Few films use this setting as a springboard for survival horror films, where a family is forced to defend itself against alien invaders through extraordinary action. But the story goes in a different direction, more character driven and disturbing. The villains are righteous and apocalyptic, defiant with an unsettling decency.

Dave Bautista is excellent as the disgraced sociopathic gang leader. It is a towering monolith, a framed physical nightmare whose immutability makes it all the more frightening in its emotionality. He's far scarier than the muscular, one-dimensional Bond villain here in Ghost , and builds on the quiet, scene-stealing vulnerability we saw in Blade Runner 2049 .

Rupert Grint (former Harry Potter star of Shyamalan's recent Apple TV Plus series The Servant) is also excellent as the nervous and eccentric redneck, adding a dose of brutal instability to the mix. Nikki Amuka-Bird and Abby Quinn have small roles, but they add heart and even a few laughs amid the mounting horror.

At first glance, Knock to the Cabin is a sad horror story that puts you in the shoes of a kidnapped family. From the unnerving, open French doors to the moment their father was caught in his nightclothes, the family was incredibly vulnerable. In addition, having small children skip parents (especially if they read books).

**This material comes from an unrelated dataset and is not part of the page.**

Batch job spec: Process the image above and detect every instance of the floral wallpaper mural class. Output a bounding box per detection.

The grim aspects of this story are heartbreaking, but there's a sense that Shyamalan is pulling his punches. Like Shyamalan's recent work, this unsettling atmosphere recalls films like Inheritance and Exit , but it doesn't rely on grotesque gore.

Similarly, a very simple composition does not fill the entire film. We have many flashbacks to Eric and Andrew's relationship that enriches their characters and helps us identify with them. But the flashback may be the film's most embarrassing part. While it's fun to watch two people fall in love and support each other through their hardships, it's not always fun (or at least not as fun as trying to escape from the vicious aliens in the cage). This background creates an interesting and complex situation, but it is never allowed to develop because the characters involved quickly disappear from the story.

Knocking in the Cabin is told sparingly and cheaply, giving us plenty of room to ponder the deep universal themes raised by the dilemma of despair. Face the reality of a world headed for hell and it's our power to stop it. And in contrast to the preachy tone of Adam McKay's apocalyptic satire Do n't Look Up, Shyamalan's film subtly conveys the responsibility we each bear for the future of our planet. This is the problem we must finally face: What sacrifices will our generation have to make so that our children can have a world in which to live?

And of course, starting with The Sixth Sense, we're forced to wait for a twist ending. Shyamalan's last film, the shocking Old Man on the Beach, broke the genre with an over-the-top ending that explained everything. Wisely, Nok at Cabin makes things more ambiguous.

You have to appreciate how M. Night Shymalan constantly creates big ideas for tense and disturbing B-movies. Cabinet Knocking may not be as nerve-wracking as similar horror films, but Shyamalan's films are always welcome when played.